Senator for Abuja FCT
- In office 29 May 1999 – 29 May 2003
- Succeeded by: Isah Maina

Personal details
- Born: April 1957 (age 69) Ilorin, Kwara State, Nigeria
- Education: University of Buckingham

= Khairat Abdulrazaq-Gwadabe =

Nigerian politician

Khairat Abdulrazaq-Gwadabe was in born 1957. She is a Nigerian Lawyer and politician. Khairat was elected as the Senator for the Abuja Federal Capital Territory constituency, Nigeria at the start of the Nigerian Fourth Republic, running on the People's Democratic Party (PDP) platform. She held office from May 1999 to May 2003.

Khairat Abdulrazaq-Gwadabe is the sister of Governor AbdulRahman AbdulRazaq and wife of Colonel Lawan Gwadabe, a former military governor of Niger State. She was born in Ilorin on April 23, 1957. She studied law at the University of Buckingham. After taking her seat in the Senate, she was appointed to committees on the Environment, Health, Women Affairs (chairman), Federal Character, Tourism and Culture and Federal Capital Territory.
She was also a member of the Panel of Review of Nigeria Customs and Excise.

Khairat Abdulrazaq-Gwadabe was a contender to be PDP candidate for her senate seat in 2003, but lost in the primaries.
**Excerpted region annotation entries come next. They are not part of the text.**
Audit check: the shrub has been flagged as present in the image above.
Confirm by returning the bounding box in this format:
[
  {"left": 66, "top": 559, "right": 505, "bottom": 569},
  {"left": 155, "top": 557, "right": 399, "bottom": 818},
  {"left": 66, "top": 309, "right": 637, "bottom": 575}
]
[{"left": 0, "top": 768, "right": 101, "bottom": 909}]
This may have been due to her previous support for a move to impeach President Olusegun Obasanjo.
In January 2003, she announced her decision to defect to the All Nigeria People's Party (ANPP) due to unfair treatment by the PDP.

In August 2005, six years after marriage, Khairat Abdulrazaq-Gwadabe gave birth to her first child, a boy, at a hospital in Miami, Florida, US. She was aged 48. The father of the new baby, Colonel Lawan Gwadabe, a former military governor of Niger State.
As of December 2011, Khairat Abdulrazaq-Gwadabe was the chairman of the Senators Forum, through which former and serving senators share their knowledge and experience.